Otwieram Wrota Afryki czyli... lek na jesienną depresję vol.2 [Listopad 2011]
 
To było piękne słoneczne popołudnie pierwszego listopada, Święto Zmarłych, kiedy do drzwi jego mieszkania zapukał niski, niekoniecznie mocno owłosiony „młodzieniec” z kaskiem w ręku. Radek otworzył mu drzwi i wręczył dwa najznakomitsze obiektywy ze swojej kolekcji. Ze łzami w oczach pożegnał je na 4 długie tygodnie... oby nie zmarły westchnął sam do siebie w nawiązaniu do dzisiejszego Święta i do tego co obserwował nie tak dawno... (o tym później), ale cóż było począć na błagalne prośby kolegi. Przez okno zobaczył tylko jak ów „młodzieniec” zapakował je do czarnej skrzynki przymocowanej do motocykla, zwanej później kufrem i odkręcając manetkę do oporu odjechał. Grzmot z wydechu jeszcze długo rozbrzmiewał po łomżyńskim osiedlu.
(…) Tam jeszcze moich szkieł nie było pomyślał.
Ale zacznijmy może od początku.

Relacja ta będzie bardzo długa, wyjątkowo długa.
Będzie szczegółowa, nawet bardzo szczegółowa.
Będzie o gadżetach, o kosztach, o statystykach, będzie trochę o sprzęcie ( bynajmniej nie od sponsorów, takowych nie było ), o przeczuciach, odczuciach a może i uczuciach :D Się zobaczy, życie samo napisze ten scenariusz, ja tylko przeleję go przy pomocy klawiatury na Wasze ekrany.
Prowadzona będzie w formie "zapisków w pamiętniku".
Część rzeczy będzie opisana dosłownie, część z przymrużeniem oka. To od Waszej wyobraźni zależy jak to odbierzecie ;)
Zapytacie po co to wszystko?
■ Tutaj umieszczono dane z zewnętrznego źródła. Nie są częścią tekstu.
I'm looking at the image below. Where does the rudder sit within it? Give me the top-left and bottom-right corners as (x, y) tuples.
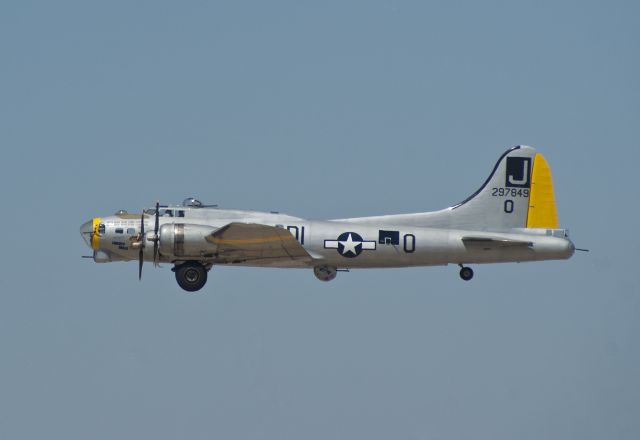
(449, 146), (558, 230)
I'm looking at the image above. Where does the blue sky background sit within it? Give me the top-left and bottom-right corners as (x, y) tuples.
(0, 0), (640, 440)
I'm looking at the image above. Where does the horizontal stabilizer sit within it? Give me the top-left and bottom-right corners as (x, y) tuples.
(206, 222), (312, 263)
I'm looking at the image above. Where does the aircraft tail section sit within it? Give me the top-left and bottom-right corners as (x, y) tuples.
(341, 146), (559, 231)
(449, 146), (558, 229)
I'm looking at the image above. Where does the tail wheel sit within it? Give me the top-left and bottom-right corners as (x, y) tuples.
(174, 261), (207, 292)
(460, 266), (473, 281)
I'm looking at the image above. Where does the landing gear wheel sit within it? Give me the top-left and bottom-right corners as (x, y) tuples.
(174, 261), (207, 292)
(313, 266), (338, 281)
(460, 266), (473, 281)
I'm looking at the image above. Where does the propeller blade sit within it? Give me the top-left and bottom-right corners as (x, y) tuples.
(138, 211), (145, 280)
(153, 201), (160, 266)
(138, 248), (144, 281)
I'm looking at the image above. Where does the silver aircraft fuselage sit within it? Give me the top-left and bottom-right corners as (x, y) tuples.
(80, 146), (575, 291)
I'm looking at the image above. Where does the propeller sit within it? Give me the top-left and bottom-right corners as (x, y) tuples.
(138, 201), (160, 280)
(153, 201), (160, 267)
(138, 211), (145, 280)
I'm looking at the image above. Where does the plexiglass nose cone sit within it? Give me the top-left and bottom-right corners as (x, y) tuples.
(80, 220), (93, 247)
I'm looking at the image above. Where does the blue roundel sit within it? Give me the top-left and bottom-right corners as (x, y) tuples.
(338, 232), (362, 258)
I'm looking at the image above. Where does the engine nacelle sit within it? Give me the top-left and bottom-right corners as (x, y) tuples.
(159, 223), (218, 258)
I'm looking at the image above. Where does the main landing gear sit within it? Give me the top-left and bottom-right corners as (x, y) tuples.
(172, 261), (208, 292)
(459, 264), (473, 281)
(313, 266), (338, 281)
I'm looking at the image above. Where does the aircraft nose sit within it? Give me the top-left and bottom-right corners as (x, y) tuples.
(80, 220), (93, 247)
(80, 217), (100, 250)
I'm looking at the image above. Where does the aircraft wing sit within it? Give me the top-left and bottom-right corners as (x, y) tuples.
(206, 222), (313, 266)
(462, 236), (532, 250)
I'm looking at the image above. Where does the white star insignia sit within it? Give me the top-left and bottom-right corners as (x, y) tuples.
(339, 234), (362, 255)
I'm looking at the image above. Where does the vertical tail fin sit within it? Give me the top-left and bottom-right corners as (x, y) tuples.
(449, 146), (558, 230)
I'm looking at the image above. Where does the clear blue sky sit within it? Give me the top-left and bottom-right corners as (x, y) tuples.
(0, 0), (640, 440)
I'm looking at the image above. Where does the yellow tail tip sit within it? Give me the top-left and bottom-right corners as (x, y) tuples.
(527, 153), (560, 229)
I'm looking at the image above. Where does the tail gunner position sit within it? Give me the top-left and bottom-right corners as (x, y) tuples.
(80, 146), (575, 292)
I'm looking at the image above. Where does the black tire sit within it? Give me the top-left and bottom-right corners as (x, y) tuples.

No jak to po co: dla LANSU !!
Żartuję ( a może i nie ;))
To dla Was KOCHANI, dla Was, choć po trosze i dla siebie. Pięknie jest usiąść po roku, dwóch, dziesięciu i poczytać jak to drzewiej bywało... zachęcam i Was do spisywania emocji, wrażeń na bieżąco i dzielenia się tym z innymi. Sam chętnie czytam i czerpię inspirację. A wiem , że sporej grupie się nie chce a bywają w takich miejscach, przeżywają takie przygody, że hoho.
Mam nadzieję , że każdy znajdzie tu coś dla siebie – starzy wyjadacze wrócą wspomnieniami, jak to 5 czy 10lat temu byli na Czarnym Lądzie, nowi adepci zaczerpną trochę wiadomości jak to rodzi się taka czy podobna wycieczka, tak od początku aż do końca. Z pewnością im się coś przyda. Resztę, jeśli nie chce się Wam czytać, zapraszam po prostu na zdjęcia, może też jakieś krótkie filmiki. Taki z prawdziwego zdarzenia nie wcześniej niż za rok niestety :(

A tak naprawdę, tak naprawdę (a jednak) będę się tu lansował :D
...Bywa że nie jestem szczery
Czasem zwyczajnie kłamię
Jestem próżny, pazerny
Dbam tylko o swoje cztery litery
Bywam małostkowy
Cyniczny i bezduszny
Osądzam bez litości
Bez serca i miłości …. Hurt „Załoga G”

No to co ?
Startujemy ?

cheniek 04.11.2011 06:53

Startujemy ! :Thumbs_Up:

Neno 04.11.2011 06:57

No skoro taka szybka reakcja to i ja nie będę się ociągał. Pojechali z koksem ... ;)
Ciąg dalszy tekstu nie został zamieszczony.